Pandas has the following examples for how to store Series
, DataFrames
and Panels
in HDF5 files:
Prepare some data:
In [1142]: store = HDFStore('store.h5')
In [1143]: index = date_range('1/1/2000', periods=8)
In [1144]: s = Series(randn(5), index=['a', 'b', 'c', 'd', 'e'])
In [1145]: df = DataFrame(randn(8, 3), index=index,
......: columns=['A', 'B', 'C'])
......:
In [1146]: wp = Panel(randn(2, 5, 4), items=['Item1', 'Item2'],
......: major_axis=date_range('1/1/2000', periods=5),
......: minor_axis=['A', 'B', 'C', 'D'])
......:
Save it in a store:
In [1147]: store['s'] = s
In [1148]: store['df'] = df
In [1149]: store['wp'] = wp
Inspect what's in the store:
In [1150]: store
Out[1150]:
<class 'pandas.io.pytables.HDFStore'>
File path: store.h5
/df frame (shape->[8,3])
/s series (shape->[5])
/wp wide (shape->[2,5,4])
Close the store:
In [1151]: store.close()
Questions:
In the code above, when is the data actually written to disk?

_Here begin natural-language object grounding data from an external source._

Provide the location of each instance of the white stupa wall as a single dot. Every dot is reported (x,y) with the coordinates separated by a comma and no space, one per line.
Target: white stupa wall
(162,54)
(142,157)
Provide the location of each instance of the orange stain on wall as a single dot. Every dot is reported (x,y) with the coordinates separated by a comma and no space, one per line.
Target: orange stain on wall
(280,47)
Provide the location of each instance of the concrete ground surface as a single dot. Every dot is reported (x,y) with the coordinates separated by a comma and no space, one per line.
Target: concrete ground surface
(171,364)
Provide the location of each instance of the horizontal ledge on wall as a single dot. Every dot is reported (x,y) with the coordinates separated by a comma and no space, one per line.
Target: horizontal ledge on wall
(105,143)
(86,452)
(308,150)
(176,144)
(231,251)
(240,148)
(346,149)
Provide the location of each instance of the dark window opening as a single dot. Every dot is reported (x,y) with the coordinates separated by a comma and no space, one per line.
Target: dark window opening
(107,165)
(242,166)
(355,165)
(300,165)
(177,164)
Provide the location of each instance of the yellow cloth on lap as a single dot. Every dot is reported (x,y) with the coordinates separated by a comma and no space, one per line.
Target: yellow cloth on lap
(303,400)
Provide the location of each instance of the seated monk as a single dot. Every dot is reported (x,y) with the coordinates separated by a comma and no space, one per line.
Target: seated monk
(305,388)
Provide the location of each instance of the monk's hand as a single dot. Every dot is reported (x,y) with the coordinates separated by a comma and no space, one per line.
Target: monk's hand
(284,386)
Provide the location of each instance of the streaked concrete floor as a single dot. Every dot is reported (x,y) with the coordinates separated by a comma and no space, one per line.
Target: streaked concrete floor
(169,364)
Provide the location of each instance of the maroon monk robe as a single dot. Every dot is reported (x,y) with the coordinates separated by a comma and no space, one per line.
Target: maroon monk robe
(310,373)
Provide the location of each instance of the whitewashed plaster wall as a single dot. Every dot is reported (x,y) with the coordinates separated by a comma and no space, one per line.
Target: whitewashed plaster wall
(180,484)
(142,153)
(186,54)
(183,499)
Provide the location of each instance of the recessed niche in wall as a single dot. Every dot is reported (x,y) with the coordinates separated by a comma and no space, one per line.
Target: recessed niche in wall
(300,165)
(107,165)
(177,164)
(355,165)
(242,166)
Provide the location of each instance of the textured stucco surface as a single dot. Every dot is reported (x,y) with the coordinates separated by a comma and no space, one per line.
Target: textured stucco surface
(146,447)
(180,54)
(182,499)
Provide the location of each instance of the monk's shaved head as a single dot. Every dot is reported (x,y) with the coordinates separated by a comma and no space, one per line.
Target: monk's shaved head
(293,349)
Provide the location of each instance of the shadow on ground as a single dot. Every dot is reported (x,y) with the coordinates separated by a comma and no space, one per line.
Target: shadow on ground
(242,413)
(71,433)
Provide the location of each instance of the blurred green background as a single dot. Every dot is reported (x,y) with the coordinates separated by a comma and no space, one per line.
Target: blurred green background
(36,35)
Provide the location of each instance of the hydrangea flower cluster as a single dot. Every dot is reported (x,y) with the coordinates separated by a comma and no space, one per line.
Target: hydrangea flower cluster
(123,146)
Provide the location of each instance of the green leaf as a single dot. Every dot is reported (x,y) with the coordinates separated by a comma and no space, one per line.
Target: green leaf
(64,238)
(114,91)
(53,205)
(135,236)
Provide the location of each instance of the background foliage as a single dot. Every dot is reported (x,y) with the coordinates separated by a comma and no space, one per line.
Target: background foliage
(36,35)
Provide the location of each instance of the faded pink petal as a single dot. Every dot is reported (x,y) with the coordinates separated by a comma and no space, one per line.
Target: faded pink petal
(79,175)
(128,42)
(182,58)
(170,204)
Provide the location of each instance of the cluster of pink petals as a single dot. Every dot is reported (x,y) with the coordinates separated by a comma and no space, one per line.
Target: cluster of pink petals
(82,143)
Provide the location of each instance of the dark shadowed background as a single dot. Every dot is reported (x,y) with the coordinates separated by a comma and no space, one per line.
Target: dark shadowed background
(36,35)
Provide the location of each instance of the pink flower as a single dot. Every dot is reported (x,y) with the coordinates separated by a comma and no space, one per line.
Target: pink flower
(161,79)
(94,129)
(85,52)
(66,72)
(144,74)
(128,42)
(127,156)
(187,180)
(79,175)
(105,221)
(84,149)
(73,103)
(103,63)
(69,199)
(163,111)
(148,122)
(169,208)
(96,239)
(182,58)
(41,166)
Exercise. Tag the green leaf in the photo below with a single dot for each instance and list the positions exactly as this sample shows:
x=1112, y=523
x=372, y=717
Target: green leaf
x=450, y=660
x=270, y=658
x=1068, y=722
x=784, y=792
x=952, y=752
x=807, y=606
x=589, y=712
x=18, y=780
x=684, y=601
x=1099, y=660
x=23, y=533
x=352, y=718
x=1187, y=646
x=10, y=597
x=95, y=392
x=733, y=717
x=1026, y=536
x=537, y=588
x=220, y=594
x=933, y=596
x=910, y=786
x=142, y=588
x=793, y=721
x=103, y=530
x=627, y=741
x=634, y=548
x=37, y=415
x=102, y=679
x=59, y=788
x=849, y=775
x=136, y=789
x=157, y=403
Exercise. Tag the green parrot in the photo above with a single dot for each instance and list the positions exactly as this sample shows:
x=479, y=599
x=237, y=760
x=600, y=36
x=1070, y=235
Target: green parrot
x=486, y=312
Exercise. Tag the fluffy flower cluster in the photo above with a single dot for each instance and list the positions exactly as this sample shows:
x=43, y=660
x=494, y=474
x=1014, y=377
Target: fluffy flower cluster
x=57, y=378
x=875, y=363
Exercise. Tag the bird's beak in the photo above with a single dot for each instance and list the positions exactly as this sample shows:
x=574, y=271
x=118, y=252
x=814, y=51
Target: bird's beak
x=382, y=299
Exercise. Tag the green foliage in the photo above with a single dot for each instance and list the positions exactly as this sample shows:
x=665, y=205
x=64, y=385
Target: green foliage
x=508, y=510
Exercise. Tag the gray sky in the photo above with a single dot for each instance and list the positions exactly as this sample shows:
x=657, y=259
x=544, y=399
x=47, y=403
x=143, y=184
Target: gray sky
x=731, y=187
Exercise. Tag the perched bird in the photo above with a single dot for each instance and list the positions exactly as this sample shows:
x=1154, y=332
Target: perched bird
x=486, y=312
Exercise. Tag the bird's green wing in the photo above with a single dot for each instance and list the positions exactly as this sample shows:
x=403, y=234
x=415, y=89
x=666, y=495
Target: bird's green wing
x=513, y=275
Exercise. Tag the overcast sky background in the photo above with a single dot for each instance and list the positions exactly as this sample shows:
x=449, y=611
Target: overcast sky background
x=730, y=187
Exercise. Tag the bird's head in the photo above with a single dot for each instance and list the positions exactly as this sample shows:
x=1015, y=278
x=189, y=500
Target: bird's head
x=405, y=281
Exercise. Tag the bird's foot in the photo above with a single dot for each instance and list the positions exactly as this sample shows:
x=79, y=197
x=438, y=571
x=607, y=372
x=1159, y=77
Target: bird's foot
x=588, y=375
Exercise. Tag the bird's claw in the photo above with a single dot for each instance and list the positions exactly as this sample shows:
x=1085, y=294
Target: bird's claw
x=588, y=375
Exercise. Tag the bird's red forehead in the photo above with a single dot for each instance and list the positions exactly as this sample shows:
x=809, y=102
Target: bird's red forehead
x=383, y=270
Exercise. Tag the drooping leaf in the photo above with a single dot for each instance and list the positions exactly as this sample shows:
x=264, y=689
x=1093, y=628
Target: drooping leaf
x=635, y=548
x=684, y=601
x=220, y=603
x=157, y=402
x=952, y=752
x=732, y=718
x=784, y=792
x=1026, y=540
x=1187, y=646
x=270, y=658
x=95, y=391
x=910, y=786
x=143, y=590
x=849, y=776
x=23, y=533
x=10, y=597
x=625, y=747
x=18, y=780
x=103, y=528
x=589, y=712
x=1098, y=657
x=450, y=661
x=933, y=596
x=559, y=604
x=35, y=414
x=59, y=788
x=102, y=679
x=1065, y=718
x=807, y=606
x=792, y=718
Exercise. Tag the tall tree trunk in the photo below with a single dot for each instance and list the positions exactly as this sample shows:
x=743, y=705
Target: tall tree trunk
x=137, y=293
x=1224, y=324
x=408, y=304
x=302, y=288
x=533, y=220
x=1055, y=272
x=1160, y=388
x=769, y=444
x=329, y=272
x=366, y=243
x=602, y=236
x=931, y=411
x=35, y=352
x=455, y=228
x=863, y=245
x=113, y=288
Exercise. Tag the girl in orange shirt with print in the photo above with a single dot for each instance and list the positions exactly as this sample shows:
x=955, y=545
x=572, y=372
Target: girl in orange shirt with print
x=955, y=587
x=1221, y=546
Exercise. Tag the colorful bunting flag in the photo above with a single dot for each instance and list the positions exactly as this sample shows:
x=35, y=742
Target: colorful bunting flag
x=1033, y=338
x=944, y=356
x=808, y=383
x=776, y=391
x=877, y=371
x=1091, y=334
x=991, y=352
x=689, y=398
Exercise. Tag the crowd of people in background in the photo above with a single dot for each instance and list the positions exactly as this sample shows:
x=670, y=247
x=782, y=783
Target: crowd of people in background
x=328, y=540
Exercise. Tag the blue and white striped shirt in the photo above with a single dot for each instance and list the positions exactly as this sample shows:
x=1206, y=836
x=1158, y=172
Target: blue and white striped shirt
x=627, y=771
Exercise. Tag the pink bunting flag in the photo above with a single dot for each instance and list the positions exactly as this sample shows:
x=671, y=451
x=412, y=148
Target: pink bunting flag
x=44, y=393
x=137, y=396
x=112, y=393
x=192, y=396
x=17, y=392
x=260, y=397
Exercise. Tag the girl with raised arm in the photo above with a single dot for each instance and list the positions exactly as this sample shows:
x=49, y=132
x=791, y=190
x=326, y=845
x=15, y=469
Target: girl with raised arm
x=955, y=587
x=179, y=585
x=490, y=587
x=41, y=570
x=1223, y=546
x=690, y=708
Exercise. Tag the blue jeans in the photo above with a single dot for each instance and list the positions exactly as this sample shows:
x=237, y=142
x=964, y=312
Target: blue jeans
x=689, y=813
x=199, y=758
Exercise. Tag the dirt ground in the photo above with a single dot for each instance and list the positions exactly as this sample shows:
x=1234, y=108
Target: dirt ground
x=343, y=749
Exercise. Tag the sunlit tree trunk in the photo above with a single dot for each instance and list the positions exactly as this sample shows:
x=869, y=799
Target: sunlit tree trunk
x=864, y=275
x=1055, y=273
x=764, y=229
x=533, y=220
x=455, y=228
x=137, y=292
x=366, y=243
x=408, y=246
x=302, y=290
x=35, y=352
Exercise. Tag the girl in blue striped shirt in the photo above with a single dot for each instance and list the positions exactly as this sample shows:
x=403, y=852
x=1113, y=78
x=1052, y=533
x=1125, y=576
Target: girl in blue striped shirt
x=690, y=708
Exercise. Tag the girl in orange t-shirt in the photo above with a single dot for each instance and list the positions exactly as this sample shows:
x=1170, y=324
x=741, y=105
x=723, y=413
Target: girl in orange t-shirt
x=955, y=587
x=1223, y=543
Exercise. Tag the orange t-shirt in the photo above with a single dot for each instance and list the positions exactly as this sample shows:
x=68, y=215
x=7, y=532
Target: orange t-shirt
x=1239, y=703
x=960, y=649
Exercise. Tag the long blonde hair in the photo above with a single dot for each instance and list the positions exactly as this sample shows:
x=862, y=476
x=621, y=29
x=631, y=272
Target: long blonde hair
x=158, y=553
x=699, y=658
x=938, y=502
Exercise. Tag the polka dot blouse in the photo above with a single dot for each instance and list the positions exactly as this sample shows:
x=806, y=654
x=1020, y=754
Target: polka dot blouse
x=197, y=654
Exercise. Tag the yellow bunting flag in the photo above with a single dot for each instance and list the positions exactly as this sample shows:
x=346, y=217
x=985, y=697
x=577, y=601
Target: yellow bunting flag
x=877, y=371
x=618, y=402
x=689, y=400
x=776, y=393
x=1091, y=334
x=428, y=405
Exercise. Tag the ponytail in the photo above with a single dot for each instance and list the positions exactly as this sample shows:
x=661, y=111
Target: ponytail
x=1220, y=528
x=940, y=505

Say I want to add thousands of large dataframes living in
.csv
files to a single.h5
file. I would need to load them and add them to the.h5
file one by one since I cannot afford to have them all in memory at once as they would take too much memory. Is this possible with HDF5? What would be the correct way to do it?The Pandas documentation says the following:
"These stores are not appendable once written (though you simply remove them and rewrite). Nor are they queryable; they must be retrieved in their entirety."
What does it mean by not appendable nor queryable? Also, shouldn't it say once closed instead of written?